Le lien entre la mythologie et la pensée politique et philosophique grecque est bien plus réel qu’on ne l’a cru jusqu’au milieu du XXème siècle, puisque, jusqu’alors on ne percevait la mythologie que soit comme des écrits fantaisistes, soit comme l’expression d’une mentalité primitive, non logique et non rationnelle. Mais, avec l’évolution de l’anthropologie avec Lévy-Strauss, de la philologie avec Dumézil et de l’herméneutique avec Ricoeur, la mythologie est pensée aujourd’hui comme l’expression d’une philosophie, voire d’une sociologie complète, comme l’expression profonde d’une société ; ainsi, ce qui est exprimé sous la forme de récits des origines ou relatifs aux dieux, devient un élément clé de compréhension des sociétés, même si les traditions populaires ont pu modeler ces textes au cours des siècles. On admet de même que des liens logiques existent dans ces récits, notamment lorsqu’ils mettent en avant des relations familiales, la société humaine n’étant finalement qu’une forme prolongée de la famille, y compris en ses corps intermédiaires…
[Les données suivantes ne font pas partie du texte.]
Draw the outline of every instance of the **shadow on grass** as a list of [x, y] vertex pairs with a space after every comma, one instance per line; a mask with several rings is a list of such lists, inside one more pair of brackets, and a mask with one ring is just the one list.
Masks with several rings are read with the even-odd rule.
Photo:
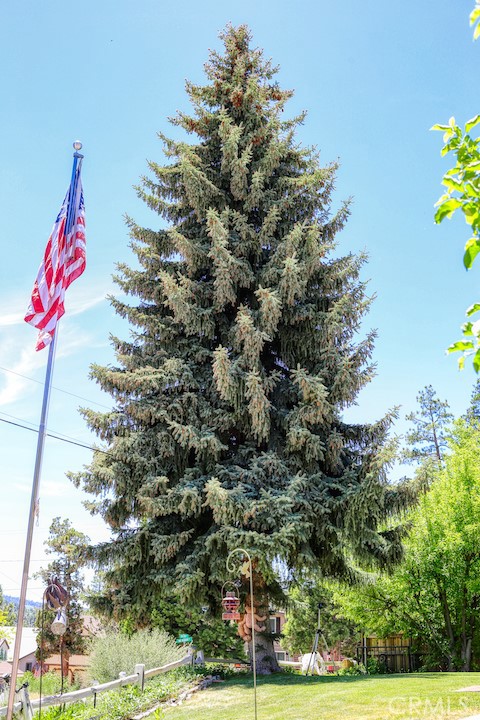
[[[273, 675], [257, 676], [257, 686], [280, 685], [280, 686], [309, 686], [309, 685], [349, 685], [352, 683], [369, 683], [372, 681], [395, 680], [442, 680], [446, 676], [459, 677], [459, 673], [397, 673], [388, 675], [293, 675], [292, 673], [274, 673]], [[253, 688], [253, 675], [242, 674], [238, 677], [231, 677], [224, 682], [214, 684], [211, 690], [221, 690], [222, 687], [243, 687], [245, 690]]]

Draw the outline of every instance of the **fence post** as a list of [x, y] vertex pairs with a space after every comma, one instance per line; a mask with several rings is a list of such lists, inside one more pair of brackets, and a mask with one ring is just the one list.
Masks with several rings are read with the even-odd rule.
[[195, 665], [205, 665], [205, 655], [203, 650], [197, 650], [195, 656]]
[[136, 672], [138, 675], [138, 681], [137, 681], [138, 687], [143, 692], [143, 690], [145, 688], [145, 665], [142, 665], [141, 663], [139, 663], [138, 665], [135, 665], [134, 672]]
[[186, 650], [187, 650], [187, 655], [188, 655], [188, 657], [190, 658], [190, 661], [189, 661], [188, 664], [189, 664], [189, 665], [192, 665], [192, 667], [193, 667], [193, 663], [194, 663], [194, 660], [195, 660], [195, 650], [194, 650], [194, 648], [193, 648], [191, 645], [189, 645], [189, 646], [186, 648]]
[[32, 720], [33, 712], [32, 705], [30, 703], [30, 696], [28, 694], [28, 685], [25, 683], [19, 690], [20, 702], [22, 703], [22, 715], [25, 720]]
Autant Homère aura été le représentant de l’époque héroïque, autant la poésie d’Hésiode est nouvelle, bien plus didactique. Alors que l’épopée homérique, narrative, était avant tout idéale, cherchant à recréer pour ses auditeurs l’éclat et la liberté de leur imagination, la poésie d’Hésiode est plus positive, plus calme, mais aussi plus triste, voulant avant tout instruire les hommes, ne cherchant à les charmer que dans la mesure où cette tentative permet de mieux faire passer et retenir les conseils posés. Ce qui prime, ce n’est plus la grandeur, la liberté, l’honneur, mais la soumission, le travail, la justice… Et cette soumission n’est pas celle d’Homère, qui était aussi grandeur et seulement devant les dieux et le destin : elle est résignation de l’homme à son sort… L’homme ne peut plus échapper à son destin, comme Ulysse réussit pourtant à la faire dans l’Odyssée ; tout au plus peut-il rechercher son bonheur domestique dans le travail, celui-ci étant constitutif de la justice. Et le mouvement général de l’œuvre d’Hésiode est un appel de la justice des hommes à la justice des dieux, dans le travail : Zeus qui gronde sur nos têtes (…) entends ma voix : regarde, écoute, que la justice règle tes arrêts… (Les travaux et les jours, vv. 8-10).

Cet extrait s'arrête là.